Rebecca Yeboah says she has never seen her girls so engaged.
Sure, the eighth-graders at Girls Inc. of Bessemer enjoy their exercise program, have fun while they learn cooking skills and are hands-on with their craft activities – all of which are important activities for their development as productive young members of society.
But it was when they got the opportunity to learn how to create and maintain their own password-protected Web site – Speak Out – that things really started clicking for them.
That opportunity came about when Rosie O’Beirne of UAB’s Center for Urban Affairs was approached by Girls Inc. of Bessemer and Girls Inc. of Crestwood about a new service-learning project.
O’Beirne and four UAB students who were fulfilling internship requirements (Osa Erhunmwunsee, Michael Frederick, Brittlynn Hall and Christopher Watson) set up a Web-based multimedia project for the after-school programs that enables the girls to create and maintain their own Web site.
The results at both locations have been enlightening and encouraging.
“These girls were just so taken in by the whole experience,” says Yeboah, the Science Math and Relevant Technology (SMART) coordinator for the Bessemer site. “It was hands-on training in a lot of areas: learning to operate a camera, a Mac computer, being responsible for a Web site. It was far and away the favorite activity they had this year.”
The Speak Out site is an online community that brings together the two area Girls Inc. groups. The participants were challenged to document their communities through photo essays and personal blogs as a way to create a dialogue about issues that are important to them.
“Girls Inc. wanted a program that focused on the Web, multimedia and technology,” O’Beirne says. “They wanted to provide an outlet for girls to voice their opinions and express who they are in a safe way. We took the UAB students and had them brainstorm and see what we could do.”
The decision was to arm the 22 girls — 11 at both locations — with digital cameras and teach them to tell stories about their community through digital images and Web technology.
The girls chose their own topics, including music and education, obesity, garbage in their community and school life.
“There is just a whole new set of possibilities that’s been opened for them through this program,” says Crestwood SMART Coordinator Lisa Sutton. “One of the girls at our center went out for her birthday and got the same digital camera they used for this project.
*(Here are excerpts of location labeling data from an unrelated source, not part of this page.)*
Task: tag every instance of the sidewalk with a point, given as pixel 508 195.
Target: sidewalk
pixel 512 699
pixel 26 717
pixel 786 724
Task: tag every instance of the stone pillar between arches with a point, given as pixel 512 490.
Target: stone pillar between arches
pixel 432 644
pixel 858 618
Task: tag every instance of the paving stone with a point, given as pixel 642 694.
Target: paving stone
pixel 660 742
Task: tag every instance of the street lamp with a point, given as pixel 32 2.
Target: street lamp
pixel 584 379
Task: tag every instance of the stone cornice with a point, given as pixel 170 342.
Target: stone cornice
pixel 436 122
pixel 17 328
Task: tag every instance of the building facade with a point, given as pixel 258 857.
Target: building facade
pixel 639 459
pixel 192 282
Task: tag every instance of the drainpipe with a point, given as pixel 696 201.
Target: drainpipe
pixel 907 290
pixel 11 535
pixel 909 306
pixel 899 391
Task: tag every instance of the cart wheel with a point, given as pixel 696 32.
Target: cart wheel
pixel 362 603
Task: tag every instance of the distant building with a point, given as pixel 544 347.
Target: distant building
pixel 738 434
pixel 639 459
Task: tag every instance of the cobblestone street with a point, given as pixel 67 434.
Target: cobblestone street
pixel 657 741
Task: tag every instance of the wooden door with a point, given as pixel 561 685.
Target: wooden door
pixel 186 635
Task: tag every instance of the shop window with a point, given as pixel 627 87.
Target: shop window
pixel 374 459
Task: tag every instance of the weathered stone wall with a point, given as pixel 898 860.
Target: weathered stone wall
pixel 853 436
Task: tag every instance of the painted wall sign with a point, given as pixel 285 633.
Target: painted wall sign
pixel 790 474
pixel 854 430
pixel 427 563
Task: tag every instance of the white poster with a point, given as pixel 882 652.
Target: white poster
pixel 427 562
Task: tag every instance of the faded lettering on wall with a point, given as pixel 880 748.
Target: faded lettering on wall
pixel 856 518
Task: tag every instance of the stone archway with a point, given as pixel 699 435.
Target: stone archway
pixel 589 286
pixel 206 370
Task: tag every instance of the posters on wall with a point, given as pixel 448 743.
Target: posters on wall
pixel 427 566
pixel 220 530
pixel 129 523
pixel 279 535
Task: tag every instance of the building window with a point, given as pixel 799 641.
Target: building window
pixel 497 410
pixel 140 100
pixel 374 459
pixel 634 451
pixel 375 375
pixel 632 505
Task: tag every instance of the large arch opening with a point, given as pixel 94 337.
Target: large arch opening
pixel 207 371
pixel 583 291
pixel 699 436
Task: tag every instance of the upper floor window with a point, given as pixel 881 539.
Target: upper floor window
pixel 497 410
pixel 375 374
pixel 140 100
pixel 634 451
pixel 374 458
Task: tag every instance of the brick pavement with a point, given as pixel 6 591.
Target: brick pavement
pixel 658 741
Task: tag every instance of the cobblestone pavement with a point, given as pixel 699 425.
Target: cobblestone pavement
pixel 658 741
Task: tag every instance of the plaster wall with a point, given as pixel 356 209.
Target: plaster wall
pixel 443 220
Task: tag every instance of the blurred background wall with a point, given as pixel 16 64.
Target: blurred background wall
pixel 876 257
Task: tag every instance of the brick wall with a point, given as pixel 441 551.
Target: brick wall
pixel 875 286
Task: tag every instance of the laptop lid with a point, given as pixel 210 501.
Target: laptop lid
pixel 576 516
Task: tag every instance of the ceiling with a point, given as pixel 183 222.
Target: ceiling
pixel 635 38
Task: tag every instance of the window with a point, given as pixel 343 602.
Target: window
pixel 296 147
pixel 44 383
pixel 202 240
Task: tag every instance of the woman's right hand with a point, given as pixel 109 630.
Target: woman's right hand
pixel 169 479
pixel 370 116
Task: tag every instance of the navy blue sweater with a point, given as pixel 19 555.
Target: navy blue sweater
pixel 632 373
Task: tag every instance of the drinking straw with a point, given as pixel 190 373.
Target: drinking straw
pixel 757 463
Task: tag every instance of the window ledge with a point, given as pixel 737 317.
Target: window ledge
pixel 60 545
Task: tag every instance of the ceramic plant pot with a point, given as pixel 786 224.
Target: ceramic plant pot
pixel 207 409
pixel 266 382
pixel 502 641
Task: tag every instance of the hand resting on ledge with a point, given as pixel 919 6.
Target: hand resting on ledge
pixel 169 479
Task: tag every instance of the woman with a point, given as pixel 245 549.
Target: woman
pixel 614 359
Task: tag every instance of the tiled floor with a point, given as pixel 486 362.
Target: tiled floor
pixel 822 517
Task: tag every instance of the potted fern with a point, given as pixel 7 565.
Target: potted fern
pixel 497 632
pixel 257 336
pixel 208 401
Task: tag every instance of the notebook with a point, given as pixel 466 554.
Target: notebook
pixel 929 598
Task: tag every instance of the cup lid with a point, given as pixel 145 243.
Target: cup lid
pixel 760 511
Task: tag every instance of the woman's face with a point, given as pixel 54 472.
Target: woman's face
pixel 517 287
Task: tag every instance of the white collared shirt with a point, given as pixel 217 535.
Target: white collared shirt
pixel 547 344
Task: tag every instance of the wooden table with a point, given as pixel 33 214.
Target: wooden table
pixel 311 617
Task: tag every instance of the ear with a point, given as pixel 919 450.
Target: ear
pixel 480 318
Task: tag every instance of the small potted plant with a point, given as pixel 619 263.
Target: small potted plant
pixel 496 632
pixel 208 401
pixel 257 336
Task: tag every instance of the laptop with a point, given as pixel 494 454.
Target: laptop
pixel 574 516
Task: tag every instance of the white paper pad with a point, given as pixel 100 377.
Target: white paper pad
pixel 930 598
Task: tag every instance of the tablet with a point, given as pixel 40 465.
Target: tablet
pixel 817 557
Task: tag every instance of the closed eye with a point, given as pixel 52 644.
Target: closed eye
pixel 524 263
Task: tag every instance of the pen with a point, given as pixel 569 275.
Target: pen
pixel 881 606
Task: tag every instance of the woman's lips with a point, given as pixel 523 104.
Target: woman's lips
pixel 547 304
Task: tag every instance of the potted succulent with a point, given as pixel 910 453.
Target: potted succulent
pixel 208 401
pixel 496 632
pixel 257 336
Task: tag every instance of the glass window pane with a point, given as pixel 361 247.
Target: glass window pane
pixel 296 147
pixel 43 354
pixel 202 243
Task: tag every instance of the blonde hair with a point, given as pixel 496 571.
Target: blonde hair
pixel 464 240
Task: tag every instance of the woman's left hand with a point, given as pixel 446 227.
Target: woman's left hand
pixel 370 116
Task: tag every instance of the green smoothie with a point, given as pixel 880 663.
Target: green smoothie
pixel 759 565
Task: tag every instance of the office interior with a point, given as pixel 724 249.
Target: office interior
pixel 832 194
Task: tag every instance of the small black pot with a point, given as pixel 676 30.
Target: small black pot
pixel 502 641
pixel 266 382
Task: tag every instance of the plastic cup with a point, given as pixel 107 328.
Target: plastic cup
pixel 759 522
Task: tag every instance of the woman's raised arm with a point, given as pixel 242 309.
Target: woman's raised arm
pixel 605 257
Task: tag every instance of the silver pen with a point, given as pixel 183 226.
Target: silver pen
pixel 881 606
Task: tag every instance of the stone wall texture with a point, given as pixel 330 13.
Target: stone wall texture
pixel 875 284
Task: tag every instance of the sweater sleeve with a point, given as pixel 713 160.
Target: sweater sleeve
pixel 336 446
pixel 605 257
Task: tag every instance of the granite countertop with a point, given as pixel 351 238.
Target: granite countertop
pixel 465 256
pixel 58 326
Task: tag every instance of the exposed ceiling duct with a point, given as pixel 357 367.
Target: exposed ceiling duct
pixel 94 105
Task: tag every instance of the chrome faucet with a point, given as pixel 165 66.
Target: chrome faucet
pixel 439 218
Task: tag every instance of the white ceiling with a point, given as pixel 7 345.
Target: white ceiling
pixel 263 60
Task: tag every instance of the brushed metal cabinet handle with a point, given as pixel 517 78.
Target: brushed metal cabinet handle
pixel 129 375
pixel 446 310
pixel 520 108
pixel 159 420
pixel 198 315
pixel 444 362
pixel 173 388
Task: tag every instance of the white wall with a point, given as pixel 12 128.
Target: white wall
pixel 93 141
Another girl is really into art, and she’s interested in taking photographs from an artistic angle.
“It definitely had an impact on them.”
The program, funded by the Thomas H. and Jarman F. Lowder Foundation, has other benefits, as well.
O’Beirne says research shows children are introduced to multimedia technology on the Internet during their seventh- and eighth-grade years. Sometimes-controversial sites like myspace.com, xanga.com and bebo.com become must-visit Web pages for kids, and that then immediately brings the issue of safety to the forefront. There’s been a lot of media attention during the past six months about these social networking Web sites, and O’Beirne’s students expanded their focus to include Internet safety and appropriate Web posts.
“I was looking at Facebook.com and as the parent of a 13-year-old it’s frightening,” O’Beirne says. “Kids are growing up in a time when surfing the Web is effortless to them. Some have no sense of how very public their communication is.
“They need to know that they can’t post things like their phone numbers or their schedules, and you have to watch what you say in general,” she notes. “If you’re an upstanding individual you have to think real critically how you choose to promote yourself.”
O’Beirne says her students really bonded with the children and put to practice what they were learning in the classroom.
“This is a good service-learning engagement for our students because they were encouraged to learn through experience,” she says.
Girls Inc. wants to continue the partnership, as does O’Beirne. As for the girls, they will continue to update their Web site and stay involved in watching their communities.
“The real results are about to come,” O’Beirne says. “These students have a wonderful opportunity. They can continue to discuss issues affecting each other, their lives and their community.”